Turkle and Papert, “Epistemological Pluralism and the Revaluation of the Concrete” (1990ish)

An important article, which I thought to be dated and simplistic when I first read it four years ago. I had always admired Turkle’s work, but whatever — this seemed a defensive “boys and girls are different but that’s good” kind of thing at first, but it says a whole lot more than that. Turkle (I’ll just say her) argues that there are relational ways of thinking (in computing, engineering, art, just about anything) that resist the impulse to distance, objectification, hierarchy, and rigid logical categories that defines a supposedly “male” or “masculinist” sensibility that is hegemonic in computer science and other fields. She talks about bricolage, attachment, negotiation as different and patterns of behavior and thinking that, while not exclusively female, are overwhelmingly preponderant among girls and women.
I don’t know if I super love the framework of gender difference, which is characteristic of its time (the 1980s) and borrows in part from the work of Gilligan and others. But I fucking love the way she talks about people’s relationships with computer programming, digital objects, LEGOs and other things as affective, intimate, and interpersonal. This is a great bridge over the artificial distinction between caring industries and the “hard” world of tech (valorized, more or less implicitly, by Baumol). She talks about “the idea of closeness to objects.” (Her collaborator Papert famously talked about computers as “objects to think with,” in a way that foregrounds both their abstract value as thinking machines but also their utility and phenomenological reality as tools — in his book Mindstorms, which I desperately need to read.)
“A better sense of where I am in the pattern,” the 9-year old Alex says of her approach to programming with Logo. “Thinking about how the program feels like inside,” another child, Anne, says.
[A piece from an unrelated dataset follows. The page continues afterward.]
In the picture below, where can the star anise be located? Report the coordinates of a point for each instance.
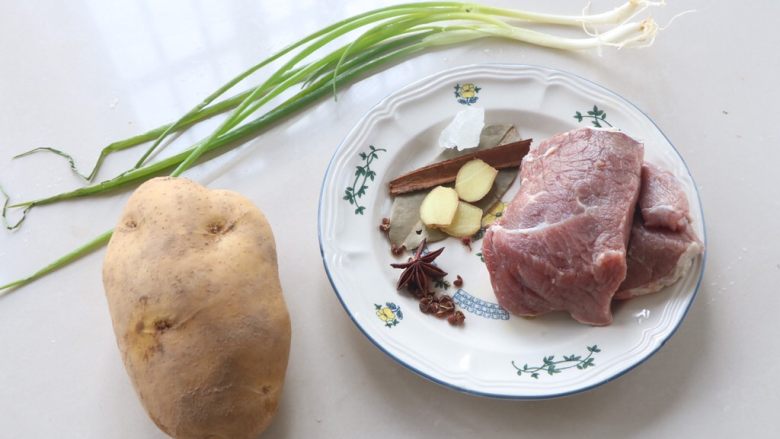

“Bricolage is a way to organize work. It is not a stage in a progression to a superior form,” Turkle and Papert say. This seems important to care, but in a way I can’t quite say. “For bricoleurs,” they say, “it [programming] is more like a conversation than a monologue.”
With-ness. What does this have to do with it all?
This seems key: “Gilligan’s priority shows itself in recent writing where she redescribes Kohlberg’s theory as being about only one side of moral reasoning. In this view, Kohlberg is talking about justice, thus leaving the other side of morality, namely care, to her (Gilligan, 1988).” Emphasis obviously mine.